Many algorithms exist for computing the symmetric eigendecomposition, the singular value decomposition and the generalized singular value decomposition. In this thesis, we present several new algorithms and improvements on old algorithms, analyzing them with respect to their speed, accuracy, and storage requirements.

We first discuss the variations on the bisection algorithm for finding eigenvalues of symmetric tridiagonal matrices. We show the challenges in implementing a correct algorithm with floating point arithmetic. We show how reasonable looking but incorrect implementations can fail. We carefully define correctness, and present several implementations that we rigorously prove correct.

We then discuss a fast implementation of bisection using parallel prefix. We show many numerical examples of the instability of this algorithm, and then discuss its forward error and backward error analysis. We also discuss possible ways to stabilize it by using iterative refinement.
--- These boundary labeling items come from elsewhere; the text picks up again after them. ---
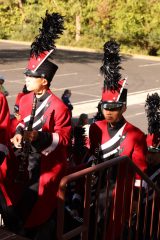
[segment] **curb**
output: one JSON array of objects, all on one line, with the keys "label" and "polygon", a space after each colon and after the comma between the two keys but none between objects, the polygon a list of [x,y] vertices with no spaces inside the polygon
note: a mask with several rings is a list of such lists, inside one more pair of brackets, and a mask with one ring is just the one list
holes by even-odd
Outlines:
[{"label": "curb", "polygon": [[[16,41],[16,40],[4,40],[0,39],[0,43],[14,43],[14,44],[21,44],[30,46],[31,42],[25,42],[25,41]],[[91,48],[80,48],[80,47],[71,47],[71,46],[63,46],[63,45],[56,45],[57,49],[61,50],[71,50],[71,51],[79,51],[79,52],[93,52],[93,53],[103,53],[102,50],[96,50]],[[130,58],[138,58],[138,59],[146,59],[146,60],[152,60],[152,61],[160,61],[160,57],[156,56],[149,56],[149,55],[139,55],[139,54],[128,54],[128,53],[121,53],[122,56],[127,56]]]}]

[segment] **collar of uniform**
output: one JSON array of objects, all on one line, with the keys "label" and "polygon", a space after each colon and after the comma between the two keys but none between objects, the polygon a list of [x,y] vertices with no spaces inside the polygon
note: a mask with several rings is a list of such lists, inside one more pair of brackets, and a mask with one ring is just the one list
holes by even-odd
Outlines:
[{"label": "collar of uniform", "polygon": [[37,98],[37,101],[43,102],[49,95],[50,95],[50,93],[48,91],[46,91],[40,98]]}]

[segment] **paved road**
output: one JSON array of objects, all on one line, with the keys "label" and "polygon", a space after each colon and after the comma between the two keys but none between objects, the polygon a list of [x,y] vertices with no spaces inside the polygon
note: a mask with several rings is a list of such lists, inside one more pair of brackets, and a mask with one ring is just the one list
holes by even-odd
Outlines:
[{"label": "paved road", "polygon": [[[23,88],[23,71],[27,66],[29,45],[0,41],[0,75],[5,76],[5,87],[10,111],[13,112],[15,97]],[[101,53],[71,51],[58,48],[55,63],[59,69],[54,77],[51,89],[61,97],[64,89],[72,91],[74,105],[73,117],[88,113],[92,117],[101,97],[103,77],[99,74],[102,64]],[[144,102],[147,93],[159,91],[160,59],[144,59],[123,56],[122,76],[128,78],[127,119],[147,132],[147,120]]]}]

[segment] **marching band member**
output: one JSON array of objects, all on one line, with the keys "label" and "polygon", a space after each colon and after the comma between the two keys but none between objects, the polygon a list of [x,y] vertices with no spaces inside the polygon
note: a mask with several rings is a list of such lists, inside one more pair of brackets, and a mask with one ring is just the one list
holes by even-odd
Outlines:
[{"label": "marching band member", "polygon": [[[104,120],[96,121],[90,126],[90,148],[95,154],[99,151],[100,162],[107,161],[118,156],[128,156],[142,171],[146,170],[146,137],[145,134],[129,123],[123,116],[127,109],[126,79],[120,74],[121,58],[119,56],[119,44],[109,41],[104,44],[104,58],[101,73],[104,75],[104,87],[102,91],[101,111]],[[96,136],[96,137],[95,137]],[[114,179],[116,178],[116,171]],[[131,174],[131,173],[129,173]],[[120,186],[124,184],[125,173],[121,169]],[[138,176],[136,183],[139,182]],[[119,203],[122,201],[122,191],[119,194]],[[118,196],[118,195],[117,195]],[[119,204],[118,213],[122,210]],[[120,216],[120,215],[119,215]],[[120,236],[121,218],[117,216],[115,238]],[[109,229],[112,232],[113,218],[110,218]],[[109,235],[106,239],[112,239]]]},{"label": "marching band member", "polygon": [[[20,122],[11,139],[20,149],[18,170],[12,185],[20,186],[21,191],[15,192],[15,196],[13,186],[5,184],[10,206],[18,218],[19,229],[16,231],[36,240],[49,240],[56,235],[57,191],[65,174],[70,140],[69,110],[49,89],[58,69],[52,59],[54,41],[63,29],[63,17],[46,12],[40,34],[31,45],[25,71],[30,93],[19,102]],[[7,178],[6,174],[4,183]]]},{"label": "marching band member", "polygon": [[5,96],[0,93],[0,165],[8,155],[10,113]]}]

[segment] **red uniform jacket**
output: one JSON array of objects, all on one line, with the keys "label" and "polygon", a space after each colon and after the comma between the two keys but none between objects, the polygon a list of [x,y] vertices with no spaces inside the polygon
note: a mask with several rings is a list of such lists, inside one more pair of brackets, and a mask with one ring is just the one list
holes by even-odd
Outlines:
[{"label": "red uniform jacket", "polygon": [[[97,121],[90,127],[90,143],[91,151],[95,153],[99,149],[102,153],[102,159],[111,157],[114,154],[119,156],[128,156],[141,169],[146,170],[146,137],[145,134],[133,126],[125,122],[119,131],[111,138],[108,133],[106,120]],[[127,178],[127,193],[126,193],[126,221],[128,220],[128,213],[130,207],[130,193],[131,193],[131,179],[133,172],[128,172],[130,175]],[[122,202],[123,202],[123,186],[125,184],[125,167],[120,167],[120,178],[118,179],[117,188],[117,205],[115,205],[116,215],[115,219],[112,217],[114,200],[112,199],[112,207],[109,218],[109,226],[107,227],[106,239],[112,239],[114,235],[115,240],[120,239],[121,232],[121,217],[122,216]],[[136,176],[138,179],[139,176]],[[130,181],[129,181],[130,179]],[[136,180],[137,181],[137,180]],[[113,191],[113,197],[115,192]],[[114,224],[113,224],[114,223]]]},{"label": "red uniform jacket", "polygon": [[[38,201],[26,220],[26,227],[40,225],[49,219],[56,208],[57,190],[66,167],[67,147],[71,131],[70,113],[58,97],[50,90],[48,90],[48,93],[50,95],[43,101],[41,108],[36,110],[35,116],[37,116],[37,124],[42,124],[41,131],[52,133],[52,144],[41,152]],[[26,128],[25,123],[30,118],[32,102],[33,93],[29,93],[21,98],[19,104],[19,113],[22,120],[19,124],[24,129]],[[38,114],[42,109],[43,115],[38,119]],[[13,172],[11,174],[12,177],[4,173],[4,181],[9,182],[9,177],[10,179],[16,177]],[[6,197],[8,204],[10,202],[14,204],[18,198],[18,192],[13,191],[13,186],[17,188],[14,183],[6,184],[9,196]]]},{"label": "red uniform jacket", "polygon": [[[109,136],[106,120],[93,123],[90,126],[90,144],[92,153],[100,147],[103,158],[118,153],[119,156],[131,158],[142,171],[146,169],[146,136],[129,122],[126,122],[113,138]],[[109,148],[112,150],[107,150]]]},{"label": "red uniform jacket", "polygon": [[0,93],[0,151],[8,155],[10,113],[5,96]]}]

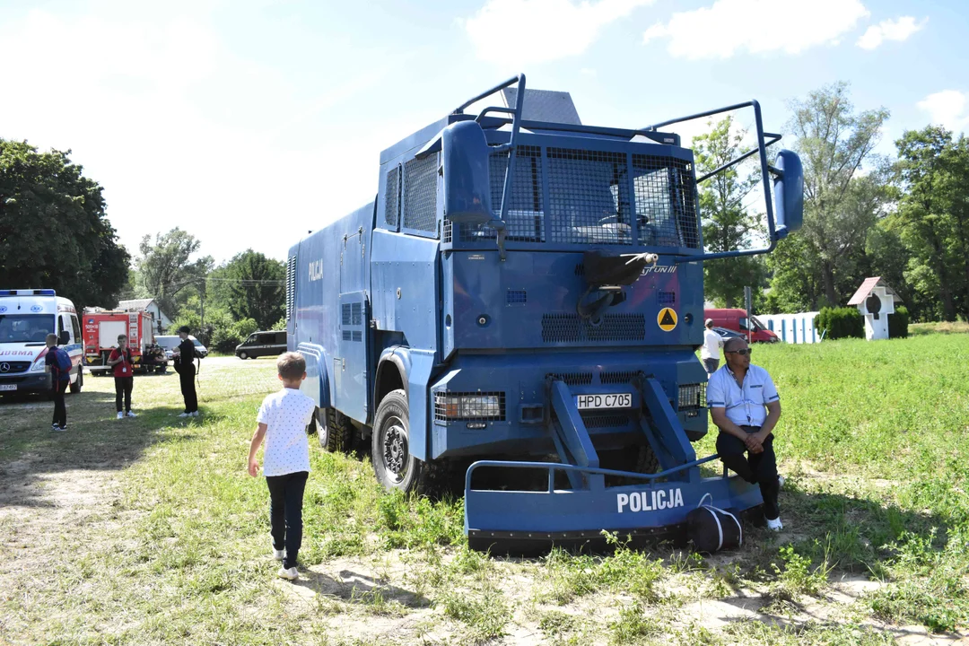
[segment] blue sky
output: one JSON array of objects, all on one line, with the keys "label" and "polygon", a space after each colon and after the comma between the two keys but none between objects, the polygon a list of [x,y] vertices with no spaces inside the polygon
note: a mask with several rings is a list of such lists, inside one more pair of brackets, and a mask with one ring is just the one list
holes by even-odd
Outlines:
[{"label": "blue sky", "polygon": [[969,126],[960,0],[0,1],[0,137],[72,149],[133,253],[177,226],[282,259],[373,199],[383,148],[518,72],[593,125],[755,98],[783,130],[847,80],[891,111],[880,152]]}]

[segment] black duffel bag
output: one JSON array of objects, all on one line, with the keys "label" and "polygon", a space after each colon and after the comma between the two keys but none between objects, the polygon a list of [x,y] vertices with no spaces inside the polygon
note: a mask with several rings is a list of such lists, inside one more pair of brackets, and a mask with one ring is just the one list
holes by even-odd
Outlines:
[{"label": "black duffel bag", "polygon": [[[733,549],[743,544],[743,528],[740,520],[730,511],[712,505],[704,505],[709,494],[704,495],[700,506],[686,514],[686,531],[698,552],[716,552]],[[712,497],[710,497],[712,501]]]}]

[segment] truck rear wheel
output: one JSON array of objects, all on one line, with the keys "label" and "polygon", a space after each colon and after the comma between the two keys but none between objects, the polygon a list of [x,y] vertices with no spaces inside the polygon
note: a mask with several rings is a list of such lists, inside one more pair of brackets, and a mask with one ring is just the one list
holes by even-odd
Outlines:
[{"label": "truck rear wheel", "polygon": [[409,420],[407,394],[400,389],[387,393],[374,417],[370,459],[385,489],[422,493],[426,465],[410,452]]},{"label": "truck rear wheel", "polygon": [[316,410],[316,438],[320,446],[330,453],[342,453],[350,446],[353,425],[335,409]]}]

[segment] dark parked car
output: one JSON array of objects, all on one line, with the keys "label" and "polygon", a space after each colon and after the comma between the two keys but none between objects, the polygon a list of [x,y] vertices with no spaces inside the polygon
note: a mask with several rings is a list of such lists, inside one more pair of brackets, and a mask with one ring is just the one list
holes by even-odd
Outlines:
[{"label": "dark parked car", "polygon": [[235,346],[235,356],[240,359],[257,356],[279,356],[286,352],[286,330],[253,332],[249,338]]}]

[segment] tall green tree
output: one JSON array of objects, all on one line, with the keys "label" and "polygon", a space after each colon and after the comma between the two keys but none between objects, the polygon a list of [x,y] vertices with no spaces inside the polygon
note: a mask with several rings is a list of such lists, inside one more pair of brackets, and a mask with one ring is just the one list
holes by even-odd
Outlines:
[{"label": "tall green tree", "polygon": [[213,271],[209,283],[213,301],[234,320],[252,319],[259,329],[272,329],[286,310],[285,280],[282,262],[246,249]]},{"label": "tall green tree", "polygon": [[[693,138],[697,174],[710,172],[742,154],[746,133],[736,129],[731,116],[712,124],[709,133]],[[707,252],[749,247],[758,232],[755,214],[745,200],[760,181],[752,164],[741,163],[713,175],[700,186],[700,213],[703,246]],[[725,258],[703,262],[703,289],[707,300],[724,307],[743,303],[743,288],[759,289],[766,283],[764,261],[756,256]]]},{"label": "tall green tree", "polygon": [[[170,317],[177,314],[180,301],[203,285],[215,263],[211,256],[192,260],[200,246],[194,235],[178,228],[157,233],[154,242],[150,235],[141,238],[139,287]],[[195,290],[186,291],[190,286]]]},{"label": "tall green tree", "polygon": [[0,285],[53,288],[78,307],[110,307],[130,257],[102,187],[70,155],[0,139]]},{"label": "tall green tree", "polygon": [[908,250],[905,276],[928,301],[927,318],[954,321],[969,315],[969,141],[929,126],[895,145],[903,195],[892,224]]},{"label": "tall green tree", "polygon": [[[808,263],[821,275],[824,301],[838,305],[850,295],[857,278],[853,263],[863,256],[867,231],[877,218],[865,208],[872,205],[875,187],[856,180],[873,161],[889,111],[856,112],[845,82],[810,92],[791,108],[788,128],[804,165],[804,226],[797,235],[807,243]],[[774,277],[778,285],[791,282],[776,270]],[[821,304],[818,298],[812,306]]]}]

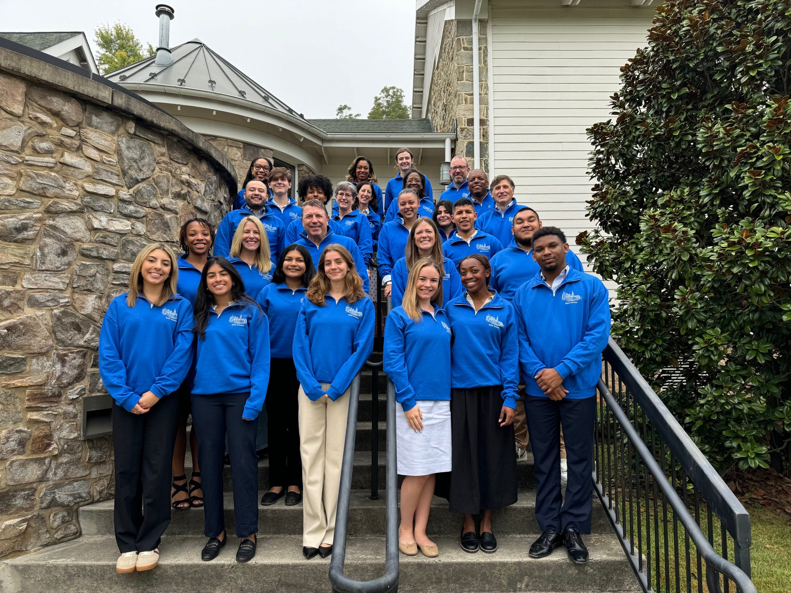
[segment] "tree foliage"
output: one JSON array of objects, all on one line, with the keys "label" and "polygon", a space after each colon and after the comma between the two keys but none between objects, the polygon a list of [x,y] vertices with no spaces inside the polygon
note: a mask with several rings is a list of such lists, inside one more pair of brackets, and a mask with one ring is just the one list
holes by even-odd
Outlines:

Finally, we discuss how to use a divide-and-conquer algorithm to compute the singular value decomposition and solve the linear least squares problem and how to implement Van Loan's algorithm for the generalized singular value decomposition using this divide-and-conquer algorithm. We show how our implementations achieve good speedups over the previous implementations. For example, on an IBM RS6000/590, our implementation runs 50 times faster than LAPACK's implementation for computing the bidiagonal SVD, and 13 times faster for computing the dense SVD for 1600 x 1600 random matrices.